My horoscope says that I'm in an "emotional phase." The full moon is in Scorpio and for whatever reason that means I'm a basket case. Well, I'm happy to report that I'm not a basket case, nor do I ascribe too much importance to horoscopes, but sometimes I see it as a weather report. It's not that the rain is good or bad, but it does exist, you see?
The zodiac is acknowledged by everyone here. It's usually within the first round of questions you're asked in meaningless banter, along with "how much money do you make?" and "How's your sex life?" It makes sense. The stars are full of old Hellenic myths and martyrs, put there by Zeus as some sort of retribution? No that's not the word I want... some attempt at balance for the tragic way they left.
When the world around you is coming apart at the seams, you have a couple of options.
1) Focus on life's little pleasures. Gypsy strawberries, a friend, and sharing a pricey beer... these little things made my sun come out.
2) Clean your room. I'm not saying it's fail proof, but it does help.
3) Don't take yourself so seriously.
One of my favorite movies is "Ghost Dog." It's what you could call a ghetto-samurai flick, possibly the only one in its genre. But he says something I've kept close to my pocket:
"Matters of great concern should be treated lightly." Master Ittei commented, "Matters of small concern should be treated seriously."
I think here, the matters of great concern include (but are not limited to) Me, an Economic Crisis that has everyone freaked out, and whether or not I'm crazy for sticking to a life less certain.
whereas, matters of small concern might include, making sure that my housemate feels someone has heard him, making sure your favorite waitress understands that she is your ray of light in a grimy, gunmetal gray cloud, keeping your toes and fingernails trimmed, your bed made, and a stupid smile on your face. Just to throw people off.

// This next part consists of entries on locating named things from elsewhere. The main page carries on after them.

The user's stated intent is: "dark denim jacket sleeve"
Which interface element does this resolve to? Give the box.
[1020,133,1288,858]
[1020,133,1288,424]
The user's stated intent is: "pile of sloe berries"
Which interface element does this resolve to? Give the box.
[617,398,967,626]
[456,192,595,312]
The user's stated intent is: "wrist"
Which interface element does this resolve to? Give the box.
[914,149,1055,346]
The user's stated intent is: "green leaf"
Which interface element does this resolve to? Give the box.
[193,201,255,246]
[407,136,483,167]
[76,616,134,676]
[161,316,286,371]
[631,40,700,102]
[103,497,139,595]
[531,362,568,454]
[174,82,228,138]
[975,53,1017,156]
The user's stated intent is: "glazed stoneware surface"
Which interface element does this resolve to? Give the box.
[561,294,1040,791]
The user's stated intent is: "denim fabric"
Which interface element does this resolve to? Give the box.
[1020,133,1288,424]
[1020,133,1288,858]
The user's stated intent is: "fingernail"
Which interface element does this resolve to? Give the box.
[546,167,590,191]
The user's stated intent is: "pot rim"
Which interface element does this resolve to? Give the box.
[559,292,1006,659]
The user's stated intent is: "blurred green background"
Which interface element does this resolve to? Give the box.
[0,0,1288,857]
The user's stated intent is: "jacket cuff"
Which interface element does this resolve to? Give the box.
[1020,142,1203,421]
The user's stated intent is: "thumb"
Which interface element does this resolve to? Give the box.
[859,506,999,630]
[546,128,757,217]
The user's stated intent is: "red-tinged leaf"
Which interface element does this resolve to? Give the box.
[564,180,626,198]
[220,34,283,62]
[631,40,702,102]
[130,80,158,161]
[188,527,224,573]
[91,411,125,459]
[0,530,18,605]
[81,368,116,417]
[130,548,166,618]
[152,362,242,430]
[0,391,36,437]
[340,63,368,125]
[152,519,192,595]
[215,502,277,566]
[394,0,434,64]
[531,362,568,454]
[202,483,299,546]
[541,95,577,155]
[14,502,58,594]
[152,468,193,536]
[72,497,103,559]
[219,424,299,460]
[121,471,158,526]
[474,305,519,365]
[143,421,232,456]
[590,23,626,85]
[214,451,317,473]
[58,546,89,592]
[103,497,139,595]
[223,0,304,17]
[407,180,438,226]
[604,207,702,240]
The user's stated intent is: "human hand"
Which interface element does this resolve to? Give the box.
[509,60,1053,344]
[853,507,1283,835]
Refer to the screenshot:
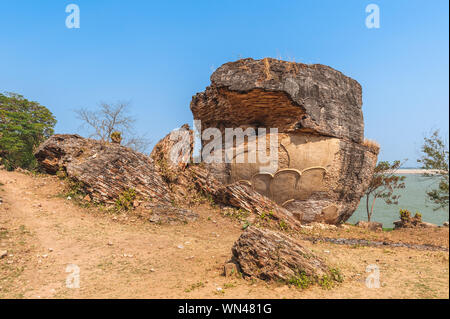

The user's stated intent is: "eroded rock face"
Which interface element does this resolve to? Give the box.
[191,59,378,224]
[35,134,171,204]
[232,226,331,282]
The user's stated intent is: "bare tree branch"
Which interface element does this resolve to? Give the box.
[75,102,151,153]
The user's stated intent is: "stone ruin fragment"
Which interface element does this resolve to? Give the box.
[35,58,378,229]
[191,58,378,224]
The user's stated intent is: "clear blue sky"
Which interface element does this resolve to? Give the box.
[0,0,449,166]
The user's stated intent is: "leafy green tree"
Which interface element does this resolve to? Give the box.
[366,161,405,222]
[417,130,449,210]
[0,93,56,170]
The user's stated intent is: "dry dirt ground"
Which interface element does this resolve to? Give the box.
[0,170,449,298]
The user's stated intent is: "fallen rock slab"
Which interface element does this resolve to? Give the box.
[145,204,198,224]
[232,226,342,288]
[35,134,171,204]
[355,220,383,231]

After I'd fixed my bike, a large lady pedaled up next to me in an otherwise pedestrian area near the Acropolis.
"Hello! Are you Greek?"
Me (wary of strangers since having moved here and especially crazy ones) Um, well, no...
"Oh! Where are you from!?"
"Oh! I like to ride my bicycle. Do you?"
And here, she realized she might be freaking me out a little and said, still smiling, "I'm sorry, I just wanted to talk because we're both on bicycles and we're both enjoying ourselves."
My new goal is to channel more often the lady who spontaneously begins conversations with someone else on their bicycle. I'm fairly certain that she is going to survive this crisis with a smile on her face.